[user]$ groovysh -q
groovy:000>
Groovy Shots - Collections - Set Theory
Sometimes I feel like I’m using certain data structures as if they were all the same. But it turns out if you dig a little on the theory of each of them you may realize there’re data structures that fit better than others for a specific type of problems. In this article I’m reviewing some set theory basics with Groovy.
Groovy Shell
To write the examples I’m using the Groovy shell. To start the Groovy shell go to your terminal and start the Groovy shell:
I’ve minimized the verbosity of the Groovy shell in the examples by replacing the groovy:000>
prompt by just >
. Also remember that in the Groovy shell
you may not want to use the def
keyword to define a variable (here you can see why)
What is a set ?
A set is a well-defined collection of distinct elements. For example, if we define the following set in Groovy:
> A = [1, 1, 2, 2] as Set
> assert A == [1, 2] as Set
The set only cares about distinct elements, repeated elements will be discarded.
On Groovy sets
A Groovy set could be created with the list-like syntax but using coercion to note that it’s a Set. By default
if you coerce a list to Set
a java.util.LinkedHashSet
will be created.
> A = [1, 2, 3, 3] as Set // ===> LinkedHashSet
> B = [4, 5, 6] as HashSet // ===> HashSet
> C = [1, 1, 1, 1] as TreeSet // ===> TreeSet
Anyway you could also create a set like you do in Java:
> A = new HashSet()
> B = new TreeSet()
> C = new LinkedHashSet()
Union, intersection, difference
The first set operation that springs to mind is adding up two sets together. Given a set A and a set B the union of A and B is all elements of A and B.
We can use the +
operator in Groovy to add one set with another set.

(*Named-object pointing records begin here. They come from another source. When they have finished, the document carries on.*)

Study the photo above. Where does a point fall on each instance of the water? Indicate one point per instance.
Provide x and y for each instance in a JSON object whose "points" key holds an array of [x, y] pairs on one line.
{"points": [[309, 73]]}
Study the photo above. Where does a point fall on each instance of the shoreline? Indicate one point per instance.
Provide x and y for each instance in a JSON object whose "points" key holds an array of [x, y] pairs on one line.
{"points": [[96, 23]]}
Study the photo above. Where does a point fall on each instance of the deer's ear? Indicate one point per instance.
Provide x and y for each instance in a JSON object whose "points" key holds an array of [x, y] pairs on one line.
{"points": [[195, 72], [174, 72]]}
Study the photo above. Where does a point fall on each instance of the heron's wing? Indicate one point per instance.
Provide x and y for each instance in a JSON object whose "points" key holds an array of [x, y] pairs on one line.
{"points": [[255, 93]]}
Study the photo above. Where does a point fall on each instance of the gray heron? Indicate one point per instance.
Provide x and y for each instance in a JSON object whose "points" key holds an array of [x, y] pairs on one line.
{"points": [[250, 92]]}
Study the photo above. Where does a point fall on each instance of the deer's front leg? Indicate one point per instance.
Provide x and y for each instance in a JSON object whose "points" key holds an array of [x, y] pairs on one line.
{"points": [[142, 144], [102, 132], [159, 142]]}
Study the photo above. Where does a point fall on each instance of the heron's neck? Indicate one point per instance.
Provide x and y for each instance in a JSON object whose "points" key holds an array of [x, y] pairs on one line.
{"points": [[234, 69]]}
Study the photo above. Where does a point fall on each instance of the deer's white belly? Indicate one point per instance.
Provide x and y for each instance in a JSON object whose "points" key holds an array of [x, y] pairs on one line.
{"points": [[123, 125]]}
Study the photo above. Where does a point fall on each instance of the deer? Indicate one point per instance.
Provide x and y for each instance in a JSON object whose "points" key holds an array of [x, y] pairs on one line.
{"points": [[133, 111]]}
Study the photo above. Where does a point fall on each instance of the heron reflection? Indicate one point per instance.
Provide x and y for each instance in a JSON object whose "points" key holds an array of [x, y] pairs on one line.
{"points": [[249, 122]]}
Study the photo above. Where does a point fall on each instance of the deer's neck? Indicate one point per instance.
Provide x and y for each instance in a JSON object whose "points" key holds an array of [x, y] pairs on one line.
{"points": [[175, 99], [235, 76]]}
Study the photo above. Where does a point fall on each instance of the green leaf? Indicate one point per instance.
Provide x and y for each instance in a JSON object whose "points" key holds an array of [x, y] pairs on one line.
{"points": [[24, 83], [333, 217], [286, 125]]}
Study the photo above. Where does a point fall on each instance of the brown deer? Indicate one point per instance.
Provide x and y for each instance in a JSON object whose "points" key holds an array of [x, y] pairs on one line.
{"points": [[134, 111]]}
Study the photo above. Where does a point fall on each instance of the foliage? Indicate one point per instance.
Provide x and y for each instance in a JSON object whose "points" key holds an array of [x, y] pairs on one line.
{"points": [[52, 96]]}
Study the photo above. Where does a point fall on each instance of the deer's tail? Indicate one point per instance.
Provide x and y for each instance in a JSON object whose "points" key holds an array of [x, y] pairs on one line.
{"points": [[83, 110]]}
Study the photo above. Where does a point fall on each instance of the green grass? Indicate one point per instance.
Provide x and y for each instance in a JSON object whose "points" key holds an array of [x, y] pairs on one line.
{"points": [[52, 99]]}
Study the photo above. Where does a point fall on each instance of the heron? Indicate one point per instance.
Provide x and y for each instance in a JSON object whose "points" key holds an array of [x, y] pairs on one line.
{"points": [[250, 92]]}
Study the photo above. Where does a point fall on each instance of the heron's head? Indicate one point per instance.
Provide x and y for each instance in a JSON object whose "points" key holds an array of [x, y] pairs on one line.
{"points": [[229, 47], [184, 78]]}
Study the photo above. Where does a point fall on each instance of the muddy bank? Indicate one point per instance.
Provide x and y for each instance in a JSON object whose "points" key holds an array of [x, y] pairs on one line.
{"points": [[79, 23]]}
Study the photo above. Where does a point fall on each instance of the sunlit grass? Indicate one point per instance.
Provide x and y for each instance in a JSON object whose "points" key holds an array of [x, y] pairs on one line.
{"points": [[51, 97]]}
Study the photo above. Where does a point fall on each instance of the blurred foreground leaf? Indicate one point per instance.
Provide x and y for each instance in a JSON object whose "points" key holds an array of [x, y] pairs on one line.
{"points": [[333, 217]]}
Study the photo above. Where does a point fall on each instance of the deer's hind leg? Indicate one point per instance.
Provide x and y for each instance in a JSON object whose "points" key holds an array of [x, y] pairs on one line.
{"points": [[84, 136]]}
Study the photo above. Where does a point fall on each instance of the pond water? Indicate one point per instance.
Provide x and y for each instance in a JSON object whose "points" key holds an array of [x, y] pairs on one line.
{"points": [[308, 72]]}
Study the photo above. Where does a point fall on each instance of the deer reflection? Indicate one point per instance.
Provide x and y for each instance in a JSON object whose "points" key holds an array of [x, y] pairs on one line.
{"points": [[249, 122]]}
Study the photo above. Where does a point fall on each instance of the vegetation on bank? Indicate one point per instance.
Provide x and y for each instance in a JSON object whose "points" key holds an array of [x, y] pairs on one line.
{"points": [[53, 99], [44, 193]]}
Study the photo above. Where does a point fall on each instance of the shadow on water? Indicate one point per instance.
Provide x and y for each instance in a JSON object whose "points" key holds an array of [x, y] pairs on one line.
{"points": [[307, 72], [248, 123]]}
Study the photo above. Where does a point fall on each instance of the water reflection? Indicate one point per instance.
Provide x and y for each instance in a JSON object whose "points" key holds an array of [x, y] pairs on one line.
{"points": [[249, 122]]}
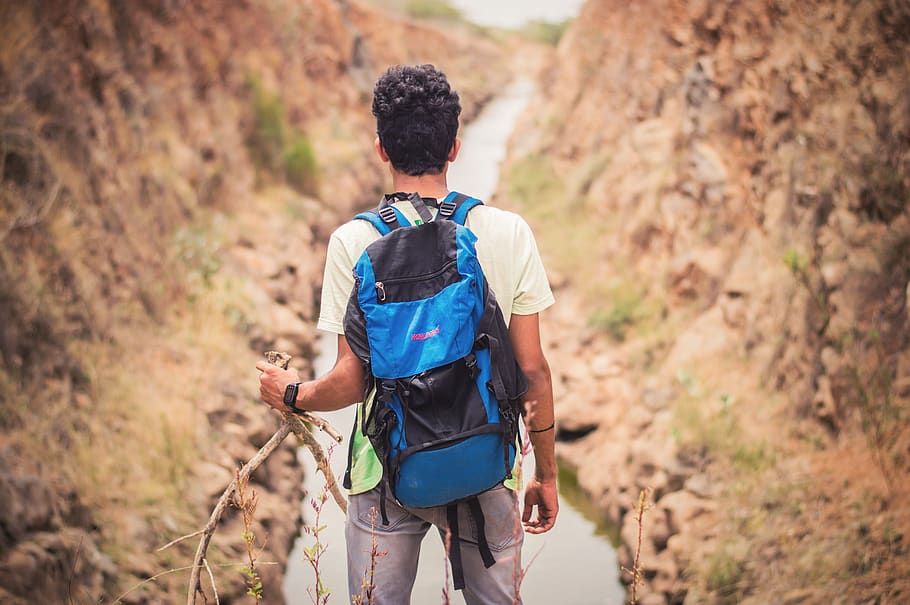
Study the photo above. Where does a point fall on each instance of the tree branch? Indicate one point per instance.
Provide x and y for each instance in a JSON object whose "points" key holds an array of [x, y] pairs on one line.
{"points": [[292, 423]]}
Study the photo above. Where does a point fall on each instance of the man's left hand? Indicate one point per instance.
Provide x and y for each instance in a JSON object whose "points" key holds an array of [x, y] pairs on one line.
{"points": [[544, 496], [272, 383]]}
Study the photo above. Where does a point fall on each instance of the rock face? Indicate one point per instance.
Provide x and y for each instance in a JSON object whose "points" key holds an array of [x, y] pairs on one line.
{"points": [[161, 224], [747, 168]]}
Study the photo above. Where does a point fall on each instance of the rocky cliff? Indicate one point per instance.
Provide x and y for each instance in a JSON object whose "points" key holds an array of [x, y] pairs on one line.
{"points": [[168, 171], [721, 192]]}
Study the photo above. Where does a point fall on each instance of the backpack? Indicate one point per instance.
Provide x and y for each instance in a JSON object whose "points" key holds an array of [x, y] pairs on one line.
{"points": [[422, 318]]}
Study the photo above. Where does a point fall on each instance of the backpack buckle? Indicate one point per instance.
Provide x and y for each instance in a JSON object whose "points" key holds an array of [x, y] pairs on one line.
{"points": [[447, 209], [388, 214]]}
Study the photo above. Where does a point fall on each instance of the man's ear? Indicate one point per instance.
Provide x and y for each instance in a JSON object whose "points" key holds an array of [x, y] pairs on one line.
{"points": [[453, 152], [380, 151]]}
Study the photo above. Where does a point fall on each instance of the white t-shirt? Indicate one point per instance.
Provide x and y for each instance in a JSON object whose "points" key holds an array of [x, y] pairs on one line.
{"points": [[511, 264], [506, 250]]}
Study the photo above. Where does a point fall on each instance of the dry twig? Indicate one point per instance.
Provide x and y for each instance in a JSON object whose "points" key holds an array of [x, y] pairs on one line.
{"points": [[292, 423]]}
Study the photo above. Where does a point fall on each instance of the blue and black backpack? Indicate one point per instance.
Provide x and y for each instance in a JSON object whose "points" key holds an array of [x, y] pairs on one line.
{"points": [[444, 418]]}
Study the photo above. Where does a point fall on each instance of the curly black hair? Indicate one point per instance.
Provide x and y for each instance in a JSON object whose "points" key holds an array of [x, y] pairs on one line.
{"points": [[416, 118]]}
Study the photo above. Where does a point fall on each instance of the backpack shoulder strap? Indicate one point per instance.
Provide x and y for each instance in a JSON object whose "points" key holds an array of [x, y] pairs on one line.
{"points": [[385, 217], [456, 207]]}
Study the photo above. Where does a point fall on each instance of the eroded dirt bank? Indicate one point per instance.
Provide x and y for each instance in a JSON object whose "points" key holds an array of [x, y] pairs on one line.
{"points": [[721, 192], [169, 171]]}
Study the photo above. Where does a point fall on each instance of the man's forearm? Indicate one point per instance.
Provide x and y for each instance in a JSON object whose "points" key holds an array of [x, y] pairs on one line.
{"points": [[339, 388], [539, 420]]}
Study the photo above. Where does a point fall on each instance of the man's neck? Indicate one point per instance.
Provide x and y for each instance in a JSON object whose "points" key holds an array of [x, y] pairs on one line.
{"points": [[426, 185]]}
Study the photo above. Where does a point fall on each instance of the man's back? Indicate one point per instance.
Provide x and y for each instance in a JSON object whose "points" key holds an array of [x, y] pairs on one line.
{"points": [[505, 248]]}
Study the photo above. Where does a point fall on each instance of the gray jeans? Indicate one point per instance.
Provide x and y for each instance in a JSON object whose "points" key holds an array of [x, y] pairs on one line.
{"points": [[394, 573]]}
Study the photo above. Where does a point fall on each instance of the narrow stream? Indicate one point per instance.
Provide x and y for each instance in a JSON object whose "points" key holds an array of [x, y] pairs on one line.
{"points": [[574, 563]]}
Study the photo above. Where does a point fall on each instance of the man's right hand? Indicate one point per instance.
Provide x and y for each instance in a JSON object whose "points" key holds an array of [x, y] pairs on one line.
{"points": [[272, 383]]}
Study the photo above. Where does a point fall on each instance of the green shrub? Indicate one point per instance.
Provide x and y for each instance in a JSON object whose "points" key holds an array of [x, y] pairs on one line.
{"points": [[300, 166], [266, 141], [278, 148], [433, 9], [623, 311], [545, 32]]}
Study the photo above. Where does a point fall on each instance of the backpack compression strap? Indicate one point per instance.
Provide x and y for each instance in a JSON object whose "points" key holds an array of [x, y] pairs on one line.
{"points": [[457, 208], [386, 217]]}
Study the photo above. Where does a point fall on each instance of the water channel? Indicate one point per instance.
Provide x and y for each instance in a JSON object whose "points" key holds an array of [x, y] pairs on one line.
{"points": [[574, 563]]}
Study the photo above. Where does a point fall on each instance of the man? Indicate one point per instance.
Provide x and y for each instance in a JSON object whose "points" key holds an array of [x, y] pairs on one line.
{"points": [[417, 123]]}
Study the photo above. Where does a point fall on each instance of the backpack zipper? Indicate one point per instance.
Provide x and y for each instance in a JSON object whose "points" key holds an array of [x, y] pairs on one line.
{"points": [[380, 285]]}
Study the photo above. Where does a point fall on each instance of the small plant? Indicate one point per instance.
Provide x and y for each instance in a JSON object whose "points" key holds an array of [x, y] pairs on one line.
{"points": [[247, 505], [724, 574], [300, 165], [799, 267], [872, 377], [318, 593], [368, 585], [635, 573]]}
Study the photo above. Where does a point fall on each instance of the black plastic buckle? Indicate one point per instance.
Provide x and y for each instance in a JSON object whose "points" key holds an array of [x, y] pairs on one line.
{"points": [[447, 209], [387, 214]]}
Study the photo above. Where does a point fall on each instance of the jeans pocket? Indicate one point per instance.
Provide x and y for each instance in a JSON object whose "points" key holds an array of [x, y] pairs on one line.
{"points": [[502, 524], [365, 509]]}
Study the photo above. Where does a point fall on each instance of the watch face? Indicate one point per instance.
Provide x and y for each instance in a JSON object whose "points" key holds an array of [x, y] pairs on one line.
{"points": [[290, 394]]}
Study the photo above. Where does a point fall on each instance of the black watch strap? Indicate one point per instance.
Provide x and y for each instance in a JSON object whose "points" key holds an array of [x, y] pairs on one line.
{"points": [[290, 397]]}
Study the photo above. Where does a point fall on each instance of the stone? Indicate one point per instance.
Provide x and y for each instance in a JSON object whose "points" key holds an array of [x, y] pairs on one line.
{"points": [[683, 508], [212, 478], [29, 504]]}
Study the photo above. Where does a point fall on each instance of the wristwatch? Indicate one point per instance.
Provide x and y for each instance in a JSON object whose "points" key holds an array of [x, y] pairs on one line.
{"points": [[290, 397]]}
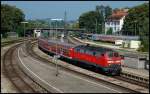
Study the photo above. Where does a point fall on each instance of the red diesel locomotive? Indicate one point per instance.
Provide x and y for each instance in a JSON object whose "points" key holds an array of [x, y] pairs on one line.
{"points": [[105, 59]]}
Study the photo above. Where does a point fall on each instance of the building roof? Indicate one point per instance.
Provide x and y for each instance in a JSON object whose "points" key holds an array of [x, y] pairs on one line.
{"points": [[117, 15]]}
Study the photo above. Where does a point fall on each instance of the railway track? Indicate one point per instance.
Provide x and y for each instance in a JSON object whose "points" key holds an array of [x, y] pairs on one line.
{"points": [[33, 54], [124, 76], [22, 82]]}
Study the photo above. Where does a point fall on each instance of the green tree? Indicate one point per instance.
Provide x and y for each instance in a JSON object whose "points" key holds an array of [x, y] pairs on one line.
{"points": [[10, 18], [137, 23]]}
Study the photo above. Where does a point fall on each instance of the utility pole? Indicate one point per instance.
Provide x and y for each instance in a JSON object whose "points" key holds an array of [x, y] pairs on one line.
{"points": [[24, 30], [96, 27], [65, 17]]}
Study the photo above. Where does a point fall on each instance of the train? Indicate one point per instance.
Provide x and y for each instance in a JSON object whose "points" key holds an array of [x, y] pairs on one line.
{"points": [[106, 60]]}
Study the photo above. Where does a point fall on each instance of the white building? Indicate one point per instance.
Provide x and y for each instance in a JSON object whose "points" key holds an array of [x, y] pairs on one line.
{"points": [[115, 21]]}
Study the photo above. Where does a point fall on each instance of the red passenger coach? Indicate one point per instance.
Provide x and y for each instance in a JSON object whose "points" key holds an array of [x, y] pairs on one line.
{"points": [[107, 60]]}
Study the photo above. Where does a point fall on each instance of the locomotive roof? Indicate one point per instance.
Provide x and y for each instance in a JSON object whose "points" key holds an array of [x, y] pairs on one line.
{"points": [[61, 43], [93, 48]]}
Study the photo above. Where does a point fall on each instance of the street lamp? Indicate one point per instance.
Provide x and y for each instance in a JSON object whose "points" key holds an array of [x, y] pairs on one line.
{"points": [[24, 22]]}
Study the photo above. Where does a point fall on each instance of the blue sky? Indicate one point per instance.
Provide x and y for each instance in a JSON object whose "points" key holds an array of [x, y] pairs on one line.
{"points": [[55, 9]]}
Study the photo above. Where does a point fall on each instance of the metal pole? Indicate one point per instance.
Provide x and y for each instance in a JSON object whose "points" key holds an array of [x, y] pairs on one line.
{"points": [[24, 35], [135, 28], [96, 27], [56, 53]]}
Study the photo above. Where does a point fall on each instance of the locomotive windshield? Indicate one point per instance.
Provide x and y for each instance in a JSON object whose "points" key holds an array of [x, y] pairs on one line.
{"points": [[112, 54]]}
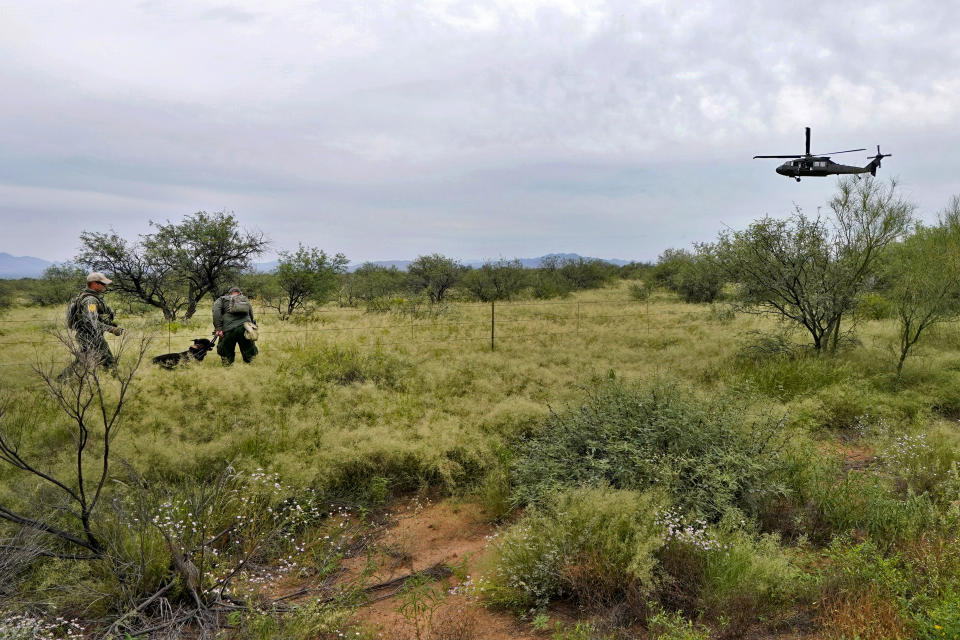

> A = ["john", "peter"] as Set
> B = ["anne", "robby", "robby"] as Set // notice I've repeated robby deliberately ;)
> unionAB = A + B
> assert unionAB == ["john", "peter", "anne", "robby"] as Set
If we’d like to know which elements of A are not in B we could calculate the difference between A and B using the -
operator:
> A = ["john", "peter", "corie"] as Set
> B = ["anne", "robby", "peter"] as Set
> diffAB = A - B
> diffBA = B - A
> assert diffAB == ["john", "corie"] as Set
> assert diffBA == ["anne", "robby"] as Set
The difference between two sets is also used to introduce the relative complement of a given set. If A - B is everything
that is in A that is not in B, the relative complement is everything that is not in A that is in B. Or
in plain english, just the opposite. So if the difference between A and B is noted as A - B
the relative complement of A related to B is noted B \ A
, but effectively is equal to B - A
.
> A = ["john", "peter", "corie"] as Set
> B = ["anne", "robby", "peter"] as Set
> relCompOfA = B - A // ==> A \ B
> assert relCompOfA == ["anne", "robby"] as Set
Why is important to know the relative complement ? It helps you to calculate the symmetric difference.
Symmetric difference
At some point you may want to know all elements of A and elements of B without the elements that are common to both sets. That’s called the symmetric difference between A and B. Basically all you have to do is to sum the relative complement of both sets.
We can create a closure containing the formula of the relative complement and then use it to calculate the simmetric difference.
> A = ["john", "peter", "corie"] as Set
> B = ["anne", "robby", "peter"] as Set
> relComplement = { a, b -> b - a }
> symmetricDiff = { a, b -> relComplement(a, b) + relComplement(b, a) } // ===> (B \ A) U (A \ B)
> assert symmetricDiff(A, B) == ["anne", "robby", "john", "corie"] as Set
Intersection
Another very common problem is to know which elements are shared between sets, or in other words what’s the intersection between them.
> A = [1, 2, 3, 4] as Set
> B = [1, 3, 5, 6] as Set
> C = [1, 7] as Set
> assert A.intersect(B) == [1, 3] as Set
> assert B.intersect(C) == [1] as Set
The intersection also is an associative and commutative operation:
> assert (A.intersect(B)).intersect(C) == A.intersect(B.intersect(C)) // associative
> assert A.intersect(B).intersect(C) == C.intersect(B).intersect(A) // commutative
But maybe you are only interested in knowing if two different sets have nothing in common. Then you may want to know if they are disjoint sets.
> A = [1, 3, 5] as Set
> B = [2, 4, 6] as Set
> assert A.disjoint(B) == true // A and B have nothing in common
Versions
-
Groovy 2.5.13